Adults with HIV taking a tenofovir-containing regimen with suboptimal adherence were randomized to adherence counseling ± a smart-pill bottle service for 12 weeks. Tenofovir diphosphate (TFV-DP) levels by dried blood spot, HIV RNA levels, CD4 cell counts, and self-reported adherence were collected.

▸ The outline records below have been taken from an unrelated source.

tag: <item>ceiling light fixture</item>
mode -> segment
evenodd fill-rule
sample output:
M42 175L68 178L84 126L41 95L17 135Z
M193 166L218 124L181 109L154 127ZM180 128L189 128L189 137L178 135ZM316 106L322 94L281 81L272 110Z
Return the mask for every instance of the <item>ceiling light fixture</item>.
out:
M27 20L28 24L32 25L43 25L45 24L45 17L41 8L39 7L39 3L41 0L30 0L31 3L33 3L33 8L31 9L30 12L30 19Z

Sixty-three participants (22% women; 48% black, 25% Latino) were randomized: 30 to the smart-pill bottle (2 of whom were lost to follow-up before the baseline visit), and 33 to control arms. At baseline, 49% of participants had HIV RNA ≤20 copies/mL and 61% reported 100% adherence with ART over 4 days. From baseline to week 12, median TFV-DP levels were +252 and −41 fmol/punch in the bottle and control arms, respectively (P = 0.10). Exploratory exclusion of 3 participants with known or suspected drug–drug interactions found median TFV-DP levels of +278 and −38 fmol/punch, respectively (P = 0.04). There were no differences in study discontinuations, HIV RNA suppression, CD4 cell counts, or self-reported adherence at week 12.
In a diverse group of participants with suboptimal adherence to ART, the smart-pill bottle service was associated with higher TFV-DP levels.